That choice alone brought Bryars's score closer to the kind of intimate ensemble work that Lock created, in which everyone and no one is a soloist. The dance, a video of which is streaming on YouTube, is a series of encounters for a small number of dancers who flit in and out of spotlights of varying size and intensity.

"My own associations with Vivaldi probably had some impact on the choreography," Lock said, "though it's not a direct impact relating to the rhythm or the structure of the piece.

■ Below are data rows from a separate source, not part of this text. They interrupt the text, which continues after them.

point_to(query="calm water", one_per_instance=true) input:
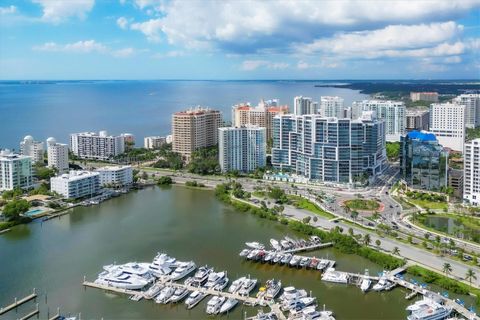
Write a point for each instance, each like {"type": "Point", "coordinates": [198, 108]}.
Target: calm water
{"type": "Point", "coordinates": [139, 107]}
{"type": "Point", "coordinates": [189, 224]}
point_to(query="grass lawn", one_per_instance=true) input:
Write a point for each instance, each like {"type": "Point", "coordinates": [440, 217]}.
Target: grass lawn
{"type": "Point", "coordinates": [362, 204]}
{"type": "Point", "coordinates": [302, 203]}
{"type": "Point", "coordinates": [429, 204]}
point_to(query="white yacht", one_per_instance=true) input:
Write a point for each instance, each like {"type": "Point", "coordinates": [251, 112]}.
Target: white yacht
{"type": "Point", "coordinates": [273, 288]}
{"type": "Point", "coordinates": [182, 270]}
{"type": "Point", "coordinates": [255, 245]}
{"type": "Point", "coordinates": [153, 291]}
{"type": "Point", "coordinates": [120, 279]}
{"type": "Point", "coordinates": [275, 244]}
{"type": "Point", "coordinates": [236, 285]}
{"type": "Point", "coordinates": [335, 276]}
{"type": "Point", "coordinates": [194, 298]}
{"type": "Point", "coordinates": [214, 304]}
{"type": "Point", "coordinates": [290, 293]}
{"type": "Point", "coordinates": [247, 286]}
{"type": "Point", "coordinates": [228, 305]}
{"type": "Point", "coordinates": [178, 295]}
{"type": "Point", "coordinates": [381, 285]}
{"type": "Point", "coordinates": [165, 295]}
{"type": "Point", "coordinates": [428, 309]}
{"type": "Point", "coordinates": [201, 275]}
{"type": "Point", "coordinates": [215, 278]}
{"type": "Point", "coordinates": [162, 265]}
{"type": "Point", "coordinates": [138, 269]}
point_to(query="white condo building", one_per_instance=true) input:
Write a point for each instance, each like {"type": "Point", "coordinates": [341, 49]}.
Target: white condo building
{"type": "Point", "coordinates": [15, 171]}
{"type": "Point", "coordinates": [242, 149]}
{"type": "Point", "coordinates": [34, 149]}
{"type": "Point", "coordinates": [303, 105]}
{"type": "Point", "coordinates": [471, 172]}
{"type": "Point", "coordinates": [153, 142]}
{"type": "Point", "coordinates": [57, 155]}
{"type": "Point", "coordinates": [393, 112]}
{"type": "Point", "coordinates": [76, 184]}
{"type": "Point", "coordinates": [101, 146]}
{"type": "Point", "coordinates": [332, 107]}
{"type": "Point", "coordinates": [472, 108]}
{"type": "Point", "coordinates": [118, 176]}
{"type": "Point", "coordinates": [447, 122]}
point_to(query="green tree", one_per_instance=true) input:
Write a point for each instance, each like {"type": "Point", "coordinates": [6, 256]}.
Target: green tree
{"type": "Point", "coordinates": [367, 239]}
{"type": "Point", "coordinates": [15, 208]}
{"type": "Point", "coordinates": [396, 251]}
{"type": "Point", "coordinates": [470, 275]}
{"type": "Point", "coordinates": [447, 268]}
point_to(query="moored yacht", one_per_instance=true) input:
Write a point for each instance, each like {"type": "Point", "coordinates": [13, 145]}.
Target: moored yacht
{"type": "Point", "coordinates": [335, 276]}
{"type": "Point", "coordinates": [247, 286]}
{"type": "Point", "coordinates": [201, 276]}
{"type": "Point", "coordinates": [273, 289]}
{"type": "Point", "coordinates": [178, 295]}
{"type": "Point", "coordinates": [165, 295]}
{"type": "Point", "coordinates": [182, 270]}
{"type": "Point", "coordinates": [120, 279]}
{"type": "Point", "coordinates": [214, 304]}
{"type": "Point", "coordinates": [194, 298]}
{"type": "Point", "coordinates": [228, 305]}
{"type": "Point", "coordinates": [236, 285]}
{"type": "Point", "coordinates": [428, 309]}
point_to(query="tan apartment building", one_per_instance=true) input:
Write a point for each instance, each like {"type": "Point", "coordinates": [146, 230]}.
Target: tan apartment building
{"type": "Point", "coordinates": [262, 115]}
{"type": "Point", "coordinates": [195, 128]}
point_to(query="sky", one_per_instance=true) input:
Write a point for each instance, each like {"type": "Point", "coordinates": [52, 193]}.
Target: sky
{"type": "Point", "coordinates": [188, 39]}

Choreography has its own rhythm and its own relationship to time." He set the steps of the ballet with no reference at all to what was going on in the music.

The movement is mainly oriented around a strong vertical axis, as in classical dance, with lots of rapid activity in the arms and legs that seldom propels the dancer across the floor. "Édouard asks for a lot of velocity and contrast," Sao Paulo Companhia de Danca director Ines Bogea said during a stop on the company's European tour. "He uses a very high classical technique mixed with everyday movements."

Lock said he constructed the work with the assumption that the audience's focus of attention can't be corralled, and that the piece is bound to be completed and varied by each individual's own perception. "You can't really tell if some people will be paying more attention to the music, and others more to the dance," he said.

In the work's first incarnation, the five instrumentalists appeared on the stage behind the dancers, becoming part of the visual aspect of the piece. That won't happen at the Canadian shows, where recorded music will be used.

Another thing that you won't see is the kind of wild horizontal energy of Lock's early work with La La La Human Steps, the company he founded and with which he became globally prominent three decades ago. It was a shock to the dance scene in Montreal and abroad when Lock announced last fall that financial difficulties had forced him to close the company, which had worked with the likes of David Bowie.

However, Lock's freelance work has continued with scarcely a pause, taking him most recently to the Paris Opera Ballet for several months for another work with Bryars based on scores by Tchaikovsky. Lock's choreographies take time to come together, as Bogea saw for herself in Sao Paulo.

"He spent three months with us, working every day," she said, referring to rehearsals leading up to The Seasons' 2014

premiere. "He created all the movements and every detail, and then created a lighting design for each section of the piece. There are several layers that interact with each other, so that each viewer can choose where to look."

That's another way of saying that the piece probably can't be seen in its entirety by any viewer, because each will spontaneously take his or her own path. What is presented and what we can assimilate are not the same thing.

"Looking at something you think you understand and not fully understanding it is something that I've always applied to choreography," Lock said.

Sao Paulo Companhia de Danca is a young company that was founded in 2008, but has already toured 90 cities in 11 countries. Its debut Canadian program also includes recent works by Brazilian choreographer Jomar Mesquita and Spaniard Nacho Duato, who has previously set several works on Les Grands Ballets Canadiens de Montréal.

Sao Paulo Companhia de Danca performs April 26 at the National Arts Centre in Ottawa (nac-cna.ca), and April 28-30 at Montreal's Place des Arts, as part of the season of Danse Danse (dansedanse.ca).